I recently had to move my peppers inside because the nights were hitting 45 degrees only peaking at 70 tops by 3 in the afternoon (damn Pennsylvania). However I am starting to notice that seemingly healthy leaves are falling off fairly easily if brushed against. What would be the primary culprit after only a few days inside?
 
The plants are currently in my unfinished basement  under some generic shop lights while my grow lights are en route. Problem is they will not be here for at least a week. I have not been watering them since the soil seems a moderate wetness and do not want to over-saturate them. I also sprayed for aphids using an organic oil based spray and it seems to have killed off any remaining buggers. This leads me to believe it is either a light or temp issue but maybe I am wrong? Could it simply be shock?
 
~PB
 
I'm in Cleveland, OH and can tell you it's ok to leave them outside a bit longer. Chile plants don't like their roots to get below 50F on a consistent basis - night time temps getting below 50F is ok as long as it's warming up during the day. 
 
Regarding your leaves dropping, could be any number of things - pics will help. Let's start with watering, though. There are two things that can reliably tell you when it's time to water. The first is the leaves starting to droop. The second is the weight of the pot. Leaves drooping is easy.
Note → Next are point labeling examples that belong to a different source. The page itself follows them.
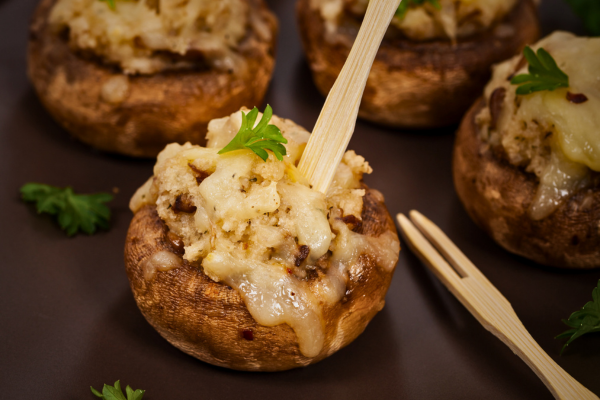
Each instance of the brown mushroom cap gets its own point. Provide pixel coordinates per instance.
(497, 195)
(420, 84)
(210, 321)
(161, 108)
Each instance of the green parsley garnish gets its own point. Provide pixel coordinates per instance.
(405, 5)
(115, 392)
(74, 211)
(586, 320)
(111, 4)
(543, 74)
(589, 12)
(260, 138)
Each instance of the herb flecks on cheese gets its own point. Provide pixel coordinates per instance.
(258, 226)
(425, 20)
(545, 132)
(145, 39)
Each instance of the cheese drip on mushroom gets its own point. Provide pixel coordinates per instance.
(453, 19)
(547, 134)
(259, 227)
(148, 36)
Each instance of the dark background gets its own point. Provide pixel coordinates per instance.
(68, 319)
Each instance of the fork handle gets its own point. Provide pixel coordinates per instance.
(562, 385)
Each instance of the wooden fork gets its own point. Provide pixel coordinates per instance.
(485, 302)
(335, 125)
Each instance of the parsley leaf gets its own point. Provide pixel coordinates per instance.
(543, 74)
(74, 211)
(116, 393)
(589, 12)
(586, 320)
(111, 4)
(405, 5)
(260, 138)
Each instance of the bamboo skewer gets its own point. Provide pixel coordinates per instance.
(486, 303)
(335, 126)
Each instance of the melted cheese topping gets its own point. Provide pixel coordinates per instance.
(454, 19)
(546, 133)
(258, 227)
(144, 36)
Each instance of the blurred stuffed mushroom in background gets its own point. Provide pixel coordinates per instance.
(527, 155)
(434, 60)
(132, 76)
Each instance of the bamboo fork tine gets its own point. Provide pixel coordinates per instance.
(486, 303)
(335, 125)
(451, 253)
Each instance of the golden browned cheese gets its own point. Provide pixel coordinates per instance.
(259, 228)
(545, 133)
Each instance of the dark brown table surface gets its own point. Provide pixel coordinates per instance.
(68, 319)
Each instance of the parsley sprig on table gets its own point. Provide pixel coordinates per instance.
(543, 74)
(260, 138)
(115, 392)
(405, 4)
(75, 212)
(586, 320)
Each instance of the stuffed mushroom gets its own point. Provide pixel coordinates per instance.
(132, 76)
(434, 59)
(527, 166)
(238, 262)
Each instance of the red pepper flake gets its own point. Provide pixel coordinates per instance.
(183, 205)
(354, 224)
(248, 334)
(576, 98)
(176, 243)
(304, 251)
(200, 175)
(496, 102)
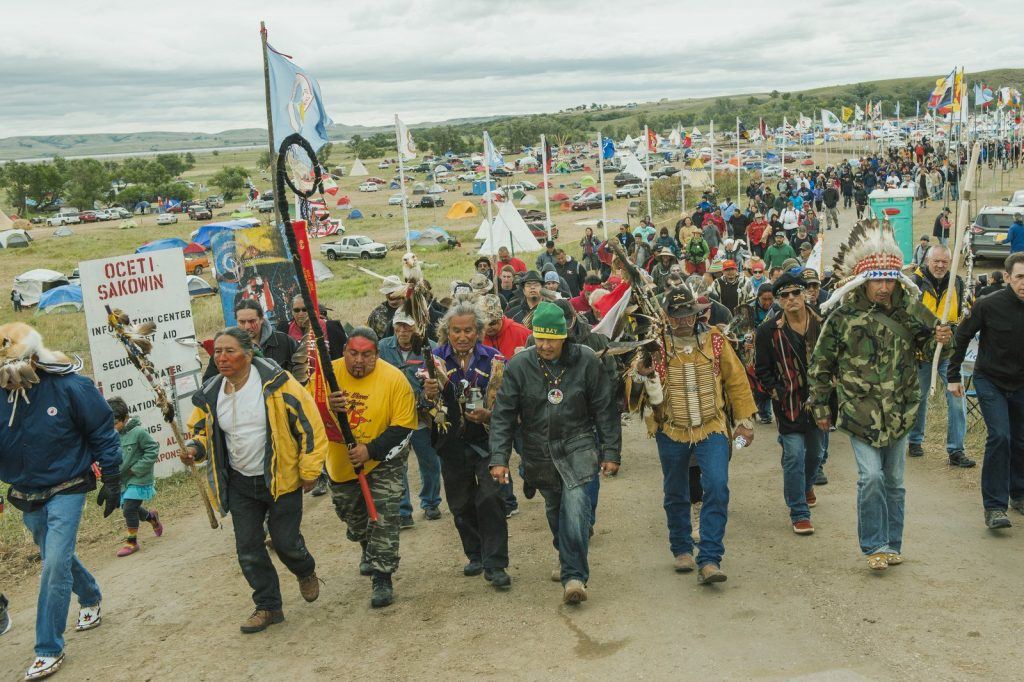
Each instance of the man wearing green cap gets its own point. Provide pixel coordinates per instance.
(560, 389)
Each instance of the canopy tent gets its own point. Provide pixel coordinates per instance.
(14, 239)
(34, 283)
(509, 230)
(206, 232)
(198, 286)
(322, 271)
(358, 169)
(160, 245)
(462, 209)
(67, 298)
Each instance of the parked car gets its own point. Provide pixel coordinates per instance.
(429, 201)
(198, 264)
(200, 212)
(353, 247)
(988, 231)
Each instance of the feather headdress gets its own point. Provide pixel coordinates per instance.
(870, 253)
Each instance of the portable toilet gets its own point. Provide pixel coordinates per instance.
(896, 206)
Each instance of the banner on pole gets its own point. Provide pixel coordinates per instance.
(146, 287)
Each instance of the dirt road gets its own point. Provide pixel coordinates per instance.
(793, 605)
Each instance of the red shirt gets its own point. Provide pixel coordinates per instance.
(516, 264)
(512, 336)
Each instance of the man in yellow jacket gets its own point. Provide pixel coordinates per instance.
(381, 409)
(264, 440)
(933, 281)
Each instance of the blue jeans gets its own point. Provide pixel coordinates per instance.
(54, 529)
(430, 474)
(955, 409)
(713, 457)
(568, 515)
(800, 466)
(880, 495)
(1003, 470)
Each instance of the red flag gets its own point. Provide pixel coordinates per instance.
(317, 383)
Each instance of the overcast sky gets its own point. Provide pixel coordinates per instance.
(92, 66)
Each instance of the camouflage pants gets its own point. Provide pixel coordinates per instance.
(381, 538)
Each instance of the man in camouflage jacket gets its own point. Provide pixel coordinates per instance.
(866, 353)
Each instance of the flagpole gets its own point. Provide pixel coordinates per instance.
(547, 201)
(646, 158)
(600, 166)
(491, 215)
(401, 180)
(737, 162)
(269, 116)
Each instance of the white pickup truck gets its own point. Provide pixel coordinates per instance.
(353, 247)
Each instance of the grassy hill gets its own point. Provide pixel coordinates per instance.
(613, 121)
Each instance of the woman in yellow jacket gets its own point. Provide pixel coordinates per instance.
(263, 437)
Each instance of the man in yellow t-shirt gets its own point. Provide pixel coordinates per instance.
(381, 410)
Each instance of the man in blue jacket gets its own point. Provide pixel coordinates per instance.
(55, 429)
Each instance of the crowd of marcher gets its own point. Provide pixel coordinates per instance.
(701, 328)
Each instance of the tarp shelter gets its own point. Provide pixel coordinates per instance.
(509, 230)
(206, 232)
(322, 271)
(14, 239)
(34, 283)
(198, 286)
(67, 298)
(462, 209)
(160, 245)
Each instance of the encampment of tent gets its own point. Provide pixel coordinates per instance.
(160, 245)
(67, 298)
(462, 209)
(14, 239)
(509, 230)
(198, 286)
(33, 283)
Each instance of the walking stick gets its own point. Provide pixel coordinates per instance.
(963, 220)
(295, 153)
(138, 348)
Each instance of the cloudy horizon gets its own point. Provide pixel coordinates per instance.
(197, 68)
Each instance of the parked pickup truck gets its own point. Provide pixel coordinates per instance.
(353, 247)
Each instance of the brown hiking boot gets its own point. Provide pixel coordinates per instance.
(261, 620)
(685, 563)
(309, 587)
(710, 572)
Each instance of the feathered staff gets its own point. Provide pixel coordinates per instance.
(136, 342)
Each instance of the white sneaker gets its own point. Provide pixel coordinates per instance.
(44, 667)
(88, 617)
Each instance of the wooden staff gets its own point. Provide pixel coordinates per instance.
(958, 235)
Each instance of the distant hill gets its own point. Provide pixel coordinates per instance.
(659, 115)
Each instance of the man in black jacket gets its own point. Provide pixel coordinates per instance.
(998, 379)
(274, 345)
(560, 389)
(782, 350)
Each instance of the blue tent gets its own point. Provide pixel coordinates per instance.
(160, 245)
(67, 298)
(206, 232)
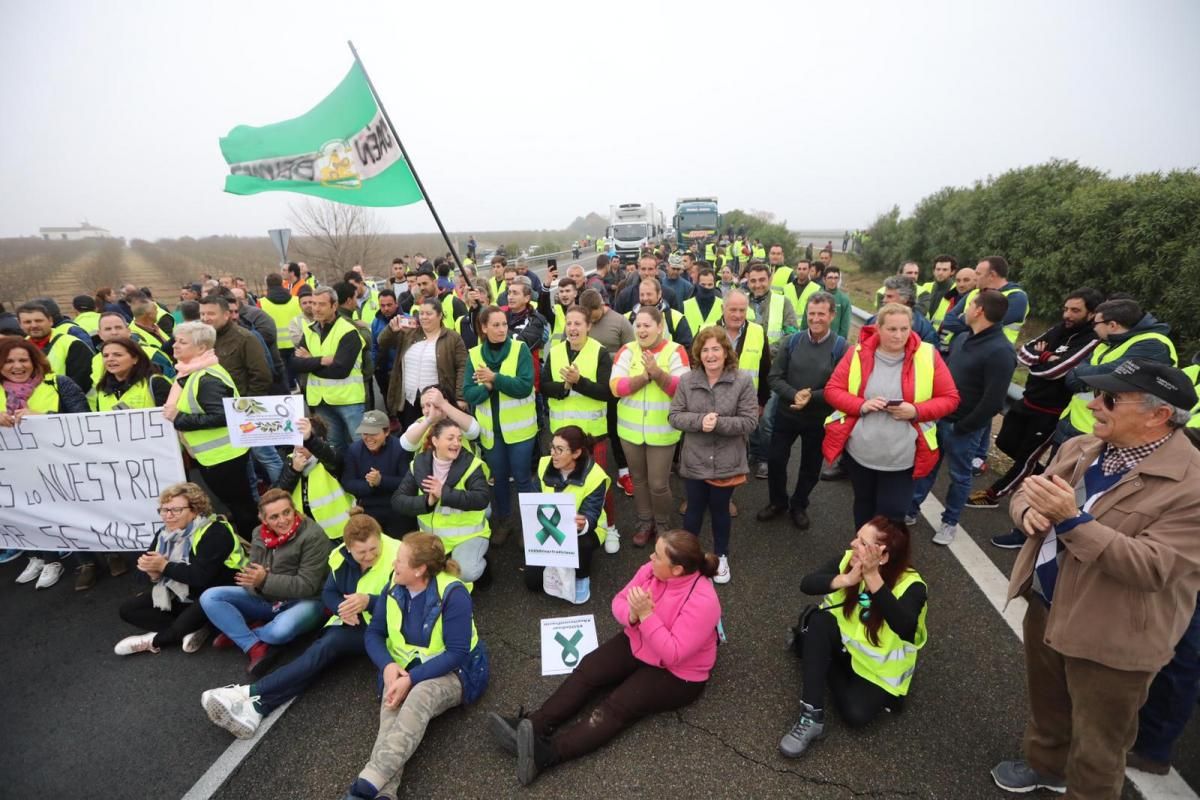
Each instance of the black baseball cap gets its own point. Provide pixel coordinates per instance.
(1162, 380)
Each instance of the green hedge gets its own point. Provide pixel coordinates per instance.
(1062, 227)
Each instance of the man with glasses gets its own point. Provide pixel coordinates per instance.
(1110, 572)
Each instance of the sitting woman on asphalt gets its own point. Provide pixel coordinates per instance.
(28, 386)
(279, 588)
(424, 642)
(887, 394)
(447, 493)
(195, 551)
(570, 468)
(660, 662)
(862, 642)
(358, 571)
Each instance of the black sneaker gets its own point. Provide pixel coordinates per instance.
(1013, 540)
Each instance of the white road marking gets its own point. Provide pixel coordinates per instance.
(994, 585)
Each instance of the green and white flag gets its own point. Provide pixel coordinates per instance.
(342, 150)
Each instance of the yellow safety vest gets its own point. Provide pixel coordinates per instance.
(697, 322)
(454, 525)
(45, 398)
(209, 446)
(371, 582)
(403, 653)
(282, 313)
(1077, 411)
(334, 391)
(594, 479)
(576, 409)
(237, 558)
(642, 417)
(321, 497)
(891, 663)
(923, 388)
(519, 415)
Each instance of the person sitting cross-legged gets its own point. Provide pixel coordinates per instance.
(358, 571)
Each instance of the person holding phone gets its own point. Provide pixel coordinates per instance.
(887, 394)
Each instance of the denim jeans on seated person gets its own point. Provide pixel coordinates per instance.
(232, 608)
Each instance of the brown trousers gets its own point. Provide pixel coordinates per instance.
(1083, 715)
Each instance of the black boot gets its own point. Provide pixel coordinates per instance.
(534, 753)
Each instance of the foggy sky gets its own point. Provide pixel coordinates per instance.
(527, 114)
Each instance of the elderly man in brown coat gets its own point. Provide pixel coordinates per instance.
(1110, 570)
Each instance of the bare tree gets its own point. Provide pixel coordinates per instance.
(331, 236)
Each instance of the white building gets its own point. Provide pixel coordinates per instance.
(85, 230)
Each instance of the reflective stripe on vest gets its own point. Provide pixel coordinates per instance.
(923, 388)
(282, 313)
(519, 416)
(1077, 411)
(209, 446)
(371, 582)
(891, 663)
(642, 417)
(454, 525)
(321, 497)
(403, 653)
(237, 558)
(334, 391)
(576, 409)
(594, 479)
(697, 322)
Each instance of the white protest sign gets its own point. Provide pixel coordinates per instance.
(565, 641)
(85, 481)
(547, 522)
(264, 421)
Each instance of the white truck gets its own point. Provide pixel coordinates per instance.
(631, 226)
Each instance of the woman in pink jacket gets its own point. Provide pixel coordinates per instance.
(660, 662)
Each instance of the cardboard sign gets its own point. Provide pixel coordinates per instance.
(565, 641)
(547, 523)
(264, 421)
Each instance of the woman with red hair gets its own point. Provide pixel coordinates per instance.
(862, 641)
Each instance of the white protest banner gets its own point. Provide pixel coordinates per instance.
(547, 522)
(85, 481)
(565, 641)
(264, 421)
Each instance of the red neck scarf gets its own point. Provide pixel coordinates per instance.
(273, 540)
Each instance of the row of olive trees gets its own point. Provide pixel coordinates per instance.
(1061, 227)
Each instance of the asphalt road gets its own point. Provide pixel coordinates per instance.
(82, 722)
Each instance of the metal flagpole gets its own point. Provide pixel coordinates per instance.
(409, 162)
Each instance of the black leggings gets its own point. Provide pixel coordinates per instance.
(858, 699)
(171, 626)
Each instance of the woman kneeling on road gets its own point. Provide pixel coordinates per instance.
(864, 637)
(570, 468)
(195, 552)
(431, 659)
(358, 571)
(660, 662)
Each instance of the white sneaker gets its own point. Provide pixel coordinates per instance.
(945, 534)
(723, 570)
(233, 709)
(31, 570)
(131, 644)
(612, 542)
(49, 576)
(196, 639)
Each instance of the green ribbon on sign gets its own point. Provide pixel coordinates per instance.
(550, 525)
(570, 653)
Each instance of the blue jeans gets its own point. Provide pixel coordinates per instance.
(958, 449)
(507, 461)
(232, 607)
(292, 679)
(342, 422)
(1173, 697)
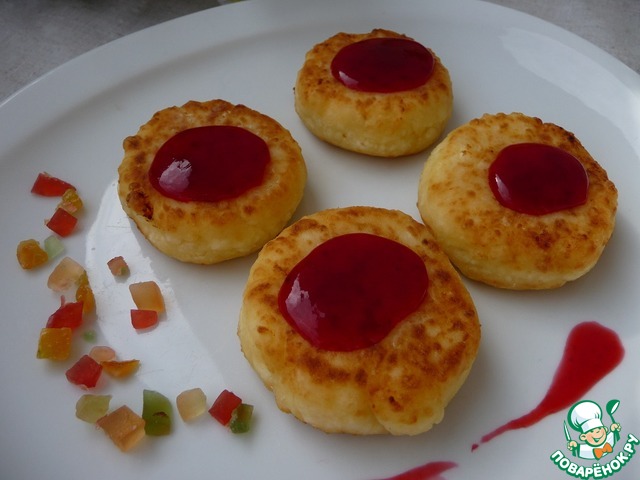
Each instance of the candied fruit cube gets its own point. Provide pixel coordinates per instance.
(62, 222)
(147, 296)
(71, 201)
(120, 369)
(55, 343)
(49, 186)
(30, 254)
(53, 246)
(223, 406)
(90, 408)
(124, 427)
(241, 418)
(65, 275)
(118, 267)
(156, 412)
(85, 372)
(191, 404)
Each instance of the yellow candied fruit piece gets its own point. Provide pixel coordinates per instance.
(120, 369)
(71, 201)
(30, 254)
(124, 427)
(191, 404)
(55, 343)
(147, 296)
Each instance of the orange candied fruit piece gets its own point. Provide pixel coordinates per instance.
(66, 274)
(84, 294)
(30, 254)
(55, 343)
(124, 427)
(120, 369)
(118, 267)
(147, 296)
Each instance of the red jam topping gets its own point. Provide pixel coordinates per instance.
(592, 351)
(537, 179)
(383, 65)
(209, 164)
(351, 290)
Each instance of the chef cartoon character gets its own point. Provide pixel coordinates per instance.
(586, 418)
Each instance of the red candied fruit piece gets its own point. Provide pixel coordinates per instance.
(85, 372)
(49, 186)
(224, 405)
(62, 222)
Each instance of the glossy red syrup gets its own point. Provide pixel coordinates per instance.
(429, 471)
(351, 290)
(383, 65)
(537, 179)
(209, 164)
(591, 352)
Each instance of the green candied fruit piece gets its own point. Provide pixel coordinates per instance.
(241, 418)
(90, 408)
(156, 412)
(53, 246)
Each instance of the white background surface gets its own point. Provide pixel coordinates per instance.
(72, 123)
(39, 35)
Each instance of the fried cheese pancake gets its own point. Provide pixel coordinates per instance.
(400, 385)
(500, 246)
(388, 124)
(208, 232)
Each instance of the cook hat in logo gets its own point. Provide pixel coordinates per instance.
(585, 416)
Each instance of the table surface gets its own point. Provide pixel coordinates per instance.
(39, 35)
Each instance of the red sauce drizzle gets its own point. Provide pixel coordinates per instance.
(537, 179)
(429, 471)
(209, 164)
(383, 65)
(591, 352)
(351, 290)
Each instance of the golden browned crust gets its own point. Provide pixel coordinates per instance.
(400, 385)
(210, 232)
(499, 246)
(380, 124)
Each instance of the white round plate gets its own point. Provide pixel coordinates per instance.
(71, 123)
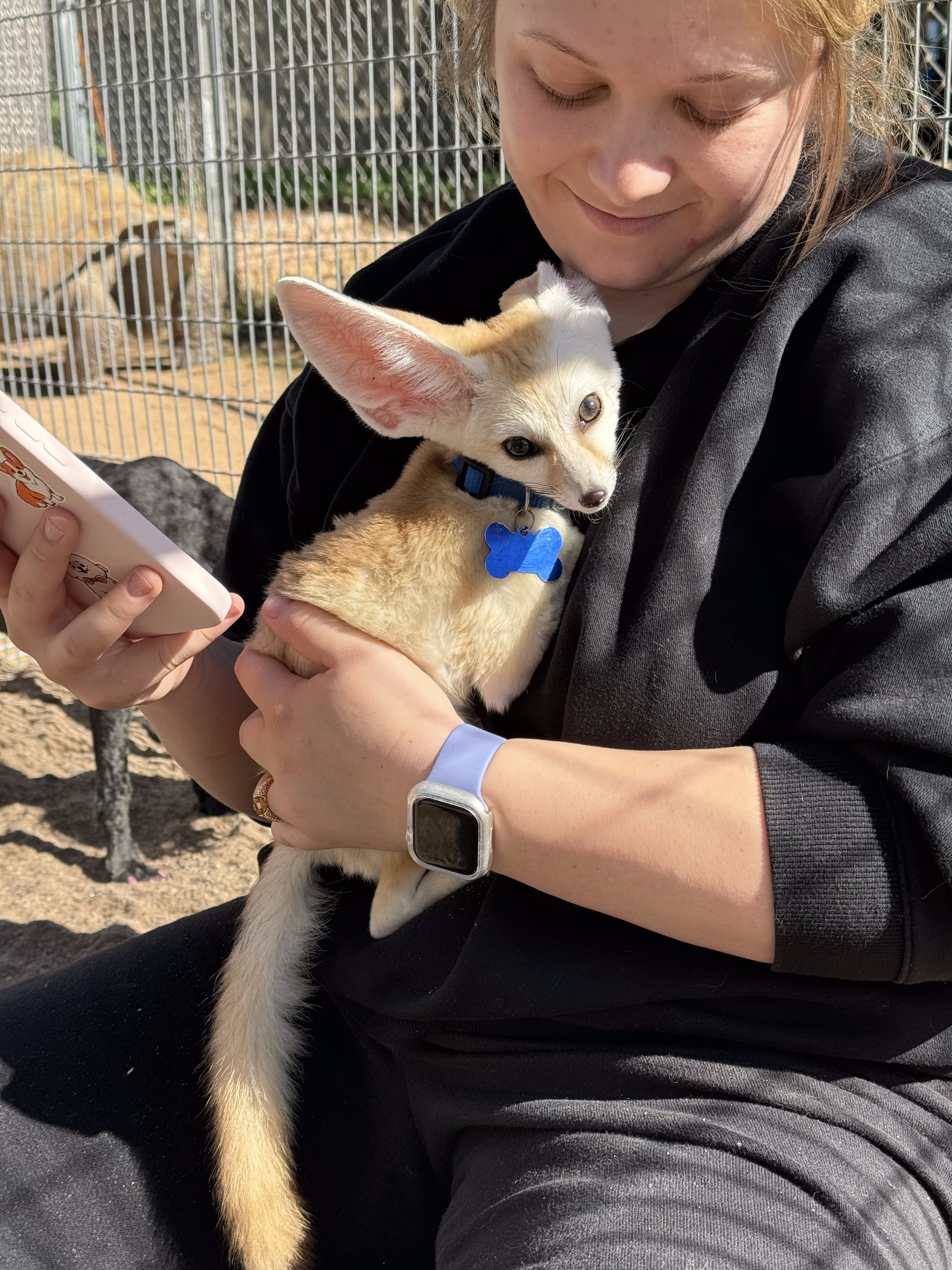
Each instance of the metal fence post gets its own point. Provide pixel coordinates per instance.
(74, 112)
(215, 146)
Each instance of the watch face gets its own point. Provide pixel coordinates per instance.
(447, 838)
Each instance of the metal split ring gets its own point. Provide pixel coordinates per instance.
(525, 511)
(259, 801)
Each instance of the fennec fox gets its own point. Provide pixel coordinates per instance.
(532, 394)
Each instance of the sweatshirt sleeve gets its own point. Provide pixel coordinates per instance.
(858, 801)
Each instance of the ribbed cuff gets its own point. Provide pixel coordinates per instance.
(837, 890)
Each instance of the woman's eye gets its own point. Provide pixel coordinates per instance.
(591, 408)
(520, 448)
(568, 100)
(709, 121)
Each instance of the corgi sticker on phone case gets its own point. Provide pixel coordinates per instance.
(92, 575)
(31, 488)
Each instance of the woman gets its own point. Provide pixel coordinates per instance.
(699, 1016)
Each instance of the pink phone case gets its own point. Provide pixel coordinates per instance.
(37, 472)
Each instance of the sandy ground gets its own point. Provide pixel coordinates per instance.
(55, 902)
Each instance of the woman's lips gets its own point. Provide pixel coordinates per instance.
(624, 226)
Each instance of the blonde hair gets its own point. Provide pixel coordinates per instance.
(862, 83)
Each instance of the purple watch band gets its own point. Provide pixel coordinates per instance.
(465, 758)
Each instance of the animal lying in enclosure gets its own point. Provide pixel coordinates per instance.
(530, 397)
(196, 516)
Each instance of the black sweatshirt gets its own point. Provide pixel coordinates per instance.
(775, 569)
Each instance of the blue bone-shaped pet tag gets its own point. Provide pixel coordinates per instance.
(514, 552)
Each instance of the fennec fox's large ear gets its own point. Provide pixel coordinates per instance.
(398, 380)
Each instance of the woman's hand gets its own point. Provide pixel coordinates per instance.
(87, 651)
(344, 747)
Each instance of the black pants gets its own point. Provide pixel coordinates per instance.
(488, 1155)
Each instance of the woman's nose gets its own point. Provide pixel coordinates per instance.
(632, 169)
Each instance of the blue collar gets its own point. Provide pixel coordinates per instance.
(482, 482)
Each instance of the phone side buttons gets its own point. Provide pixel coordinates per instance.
(27, 427)
(56, 453)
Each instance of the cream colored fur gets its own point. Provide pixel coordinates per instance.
(408, 569)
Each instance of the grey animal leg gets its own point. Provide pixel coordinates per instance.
(111, 742)
(207, 803)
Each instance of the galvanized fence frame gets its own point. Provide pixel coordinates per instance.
(164, 162)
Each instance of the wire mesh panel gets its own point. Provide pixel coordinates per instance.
(163, 163)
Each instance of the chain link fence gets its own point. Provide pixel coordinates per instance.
(163, 163)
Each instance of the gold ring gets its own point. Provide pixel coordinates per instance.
(259, 801)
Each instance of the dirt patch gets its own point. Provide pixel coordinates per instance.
(55, 901)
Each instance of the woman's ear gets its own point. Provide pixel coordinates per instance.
(398, 380)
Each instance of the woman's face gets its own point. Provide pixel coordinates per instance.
(649, 138)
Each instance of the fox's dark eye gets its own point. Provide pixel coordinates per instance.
(591, 408)
(520, 448)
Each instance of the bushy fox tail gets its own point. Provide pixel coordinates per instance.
(253, 1052)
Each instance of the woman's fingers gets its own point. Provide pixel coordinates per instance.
(140, 666)
(252, 737)
(99, 626)
(8, 562)
(311, 632)
(266, 681)
(37, 590)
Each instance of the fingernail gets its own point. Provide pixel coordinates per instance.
(53, 530)
(275, 606)
(139, 586)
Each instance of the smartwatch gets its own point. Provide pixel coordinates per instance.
(449, 826)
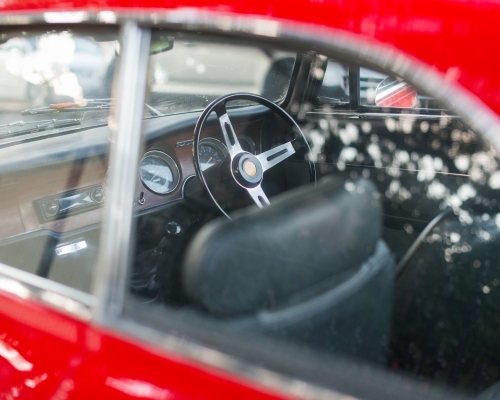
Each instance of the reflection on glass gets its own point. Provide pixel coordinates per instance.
(156, 174)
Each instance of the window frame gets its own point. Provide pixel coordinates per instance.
(107, 302)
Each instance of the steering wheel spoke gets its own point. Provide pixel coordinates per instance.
(243, 170)
(270, 158)
(259, 196)
(232, 144)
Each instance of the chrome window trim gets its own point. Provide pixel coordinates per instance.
(328, 41)
(109, 280)
(28, 286)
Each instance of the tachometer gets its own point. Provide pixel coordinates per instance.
(211, 151)
(159, 172)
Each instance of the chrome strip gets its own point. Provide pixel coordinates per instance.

Weight of the pot - water well, until the water runs freely from the drain holes. Pick the pot up off the ground just a tad and make note of how heavy it is. Wait until the leaves droop just a tad, then pick the pot up again, noting how light it is compared to when you first watered it. You want the pot to get just about that light before watering it again, every time. The surface wetness isn't reliable, as the water can only be at the top (say from a rain), or hidden deep inside (after you've watered.) Weight and/or leaf droop are the only really reliable methods. The most common sign of overwatering is leaves turning yellow - were your leaves starting to yellow?
 
Other than that, it sounds like the most likely culprit is underwatering at this point. However, the thing to know about aphids is they are nasty little creatures that multiply at a great rate and are very difficult to eradicate. Their eggs often are not affected by pesticides. To truly eradicate them with pesticides,  you have to spray and spray and spray and spray and..... you get the idea. So yes, the problem could be the aphids. Or a combo of aphids and not watering enough once you moved them inside. There's a good chance you turned the heater on inside your house, and it's drying up the pots faster than you realized. d
 
I'm certainly not one of the experts here, but I do know that whenever you first transplant a plant it's good to give them extra water to help their roots gain the extra energy they need to adjust to the new soil, etc. It could be a temperature as well, definitely. I made the mistake of not acclimatizing the young pepper plants I had in my outdoor garden and ended up losing 3/4 of them. Somehow a Bell pepper managed to survive, though it isn't been a while and it isn't really started to show new leaves yet. :)
 
*cough* What geeme said ^ :)
 
You moved it inside. The sun is no longer available.

You have massive muscles and no longer lift 400 pounds on a daily basis, they turn to fat.

Leaves drop because you didn't prune when you moved them in and they don't need as many leaves nor do they want to support/feed them all with less light.
The plant will be fine until your new lights get there.
 
could also be to the soil being too wet.  Outside the sun helps dry it off.  Depending on your indoor water cycle they could have wet feet since it takes longer for soil to dry out indoors. Add an oscillating fan to help with that and monitor soil mositure
 
geeme said:
I'm in Cleveland, OH and can tell you it's ok to leave them outside a bit longer. Chile plants don't like their roots to get below 50F on a consistent basis - night time temps getting below 50F is ok as long as it's warming up during the day. 
 
Are you sure? I thought most peppers did not want to go consistently below 60F, especially the Bhuts and Scorps?
 
At this point would I cause more shock by putting them back outside? My lights should be in no later than the 20th.